Python Assignment

In this assignment you will practice writing code to analyze more complex data structures using dictionaries. In particular you will perform some simple network analysis. Networks (what are called “graphs” in mathematics) can be used to represent a wide variety of systems, from social connections (on social media or otherwise) to organization process flows. In this assignment, you’ll be analyzing the network of hyperlinks between articles on Wikipedia.

In computer programming, a network is represented by a set of nodes (elements in the network—articles on Wikipedia, people on a social network, etc), and edges (connections between the nodes—links between articles, friendships or conversations between people, etc). Analyzing the distribution of nodes and edges in a network—what is connected to what—can provide valuable insights into the structure and behaviors of elements in that system. While there are existing packages that can be used to model and analyze networks, you’ll be doing some of that work using the basic data structures (lists and dictionaries) you’ve learned so far. But you will practice using external libraries to produce graphical visualizations of your analysis results to help communicate them!

Part 1. Reading the Data

The data you’ll be working with comes from the Stanford Network Analysis Project collection on Wikispeedia navigation paths. This data set was created by looking at the “paths” (hyperlinks followed) by humans as they tried to navigate between Wikipedia articles as quickly as possible. We’re using a portion of that data (the articles visited and the hyperlinks between them), cleaned slightly so that article names are more readable.

Note that this data is from a number of years ago (first published in 2009), and is not a complete list of all Wikipedia links—just the ones that were used by people navigating the site in this particular context.

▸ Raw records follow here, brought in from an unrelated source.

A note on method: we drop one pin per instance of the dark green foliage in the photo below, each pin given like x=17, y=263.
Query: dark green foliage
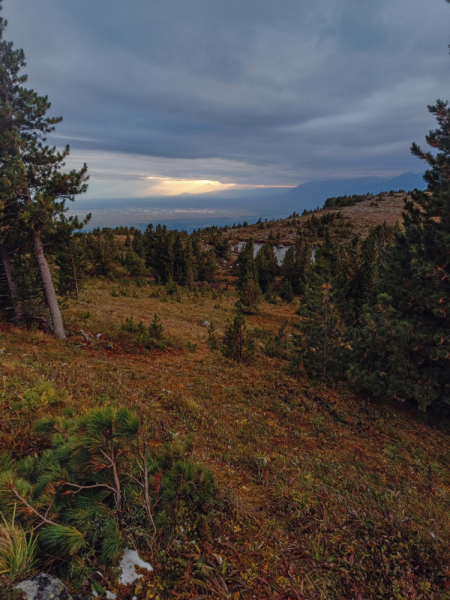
x=248, y=278
x=403, y=348
x=138, y=244
x=33, y=189
x=236, y=344
x=96, y=473
x=267, y=266
x=342, y=201
x=318, y=347
x=286, y=292
x=212, y=337
x=133, y=263
x=295, y=264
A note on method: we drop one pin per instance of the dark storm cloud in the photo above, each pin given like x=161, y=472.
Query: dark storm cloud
x=289, y=90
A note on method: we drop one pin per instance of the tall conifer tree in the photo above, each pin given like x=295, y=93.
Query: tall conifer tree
x=32, y=187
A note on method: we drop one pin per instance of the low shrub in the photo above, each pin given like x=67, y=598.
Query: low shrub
x=94, y=488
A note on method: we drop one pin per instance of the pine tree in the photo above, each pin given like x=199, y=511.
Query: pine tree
x=318, y=347
x=95, y=476
x=70, y=257
x=236, y=344
x=404, y=344
x=33, y=187
x=267, y=266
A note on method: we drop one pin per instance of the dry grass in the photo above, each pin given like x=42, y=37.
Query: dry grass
x=325, y=494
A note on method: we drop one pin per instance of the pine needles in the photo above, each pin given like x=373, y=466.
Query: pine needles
x=80, y=493
x=17, y=551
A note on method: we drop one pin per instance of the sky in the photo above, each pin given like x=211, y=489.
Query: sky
x=162, y=98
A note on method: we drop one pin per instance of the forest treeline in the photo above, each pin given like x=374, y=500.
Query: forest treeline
x=374, y=311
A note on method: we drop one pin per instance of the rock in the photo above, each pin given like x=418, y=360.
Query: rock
x=44, y=587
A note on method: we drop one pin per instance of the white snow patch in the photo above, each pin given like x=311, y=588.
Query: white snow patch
x=128, y=564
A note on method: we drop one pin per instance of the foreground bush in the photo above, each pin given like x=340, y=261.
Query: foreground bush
x=17, y=551
x=97, y=487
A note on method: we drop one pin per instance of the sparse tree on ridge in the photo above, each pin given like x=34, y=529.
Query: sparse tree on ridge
x=30, y=171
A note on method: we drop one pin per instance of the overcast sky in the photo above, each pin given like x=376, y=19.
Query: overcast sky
x=172, y=96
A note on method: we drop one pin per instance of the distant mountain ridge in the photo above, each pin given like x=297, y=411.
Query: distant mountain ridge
x=225, y=208
x=314, y=193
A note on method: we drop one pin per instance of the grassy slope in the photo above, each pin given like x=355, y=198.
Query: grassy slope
x=326, y=494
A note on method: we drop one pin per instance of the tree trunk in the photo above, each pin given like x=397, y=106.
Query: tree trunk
x=49, y=288
x=12, y=285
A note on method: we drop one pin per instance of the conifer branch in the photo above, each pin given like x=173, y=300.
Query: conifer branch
x=33, y=510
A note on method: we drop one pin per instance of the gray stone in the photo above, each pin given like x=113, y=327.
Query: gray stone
x=44, y=587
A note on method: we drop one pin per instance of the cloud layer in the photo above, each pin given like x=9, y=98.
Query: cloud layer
x=244, y=91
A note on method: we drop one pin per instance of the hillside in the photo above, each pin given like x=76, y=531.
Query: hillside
x=372, y=210
x=321, y=492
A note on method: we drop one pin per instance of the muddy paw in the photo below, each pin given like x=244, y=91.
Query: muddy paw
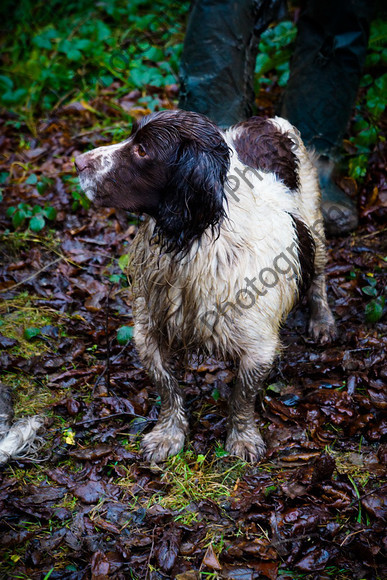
x=323, y=330
x=246, y=445
x=159, y=444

Nevertheless, it will provide a sufficiently complex network for you to analyze.

You will consider this network where the articles (the different entries on Wikipedia) are nodes, and the hyperlinks between them are edges

You will be reading the data from a .tsv file: a plain-text data format where each line represents a record (row) of data and where features (column) are separated by a tab (written as \t in code). The data can be found in the data/links_decoded.tsv file. Be careful about opening it up directly, even this trimmed-down collection is pretty big (a 3.1mb file).

  1. Create a variable data_links_lines which is a list of the contents in the data/links_decoded.tsv file included with the assignment (each line in the file represents a single link between Wikipedia pages). You will need to open up the file (remember the with keyword!) and read its contents into a list. After you create the list, print out its length to see how many items it has—this is a good way to confirm that it was loaded correctly.
  • Inspect the data file by printing out the first 15 lines of the file (you can just print the first 15 elements of data_links_lines), each on its own line. Use the end argument to the print() function to avoid printing an extra line break. What do you notice about the file contents?
  • Notice that the first lines of the file aren’t actually data, but are information about the data! You’ll need to “remove” this header data for processing. Create a new variable data_links_lines_cleaned that contains all of the elements except the header. You can do this using a slice operator. Print out the first 5 elements of data_links_lines_cleaned once you are done to show that the list has been cleaned.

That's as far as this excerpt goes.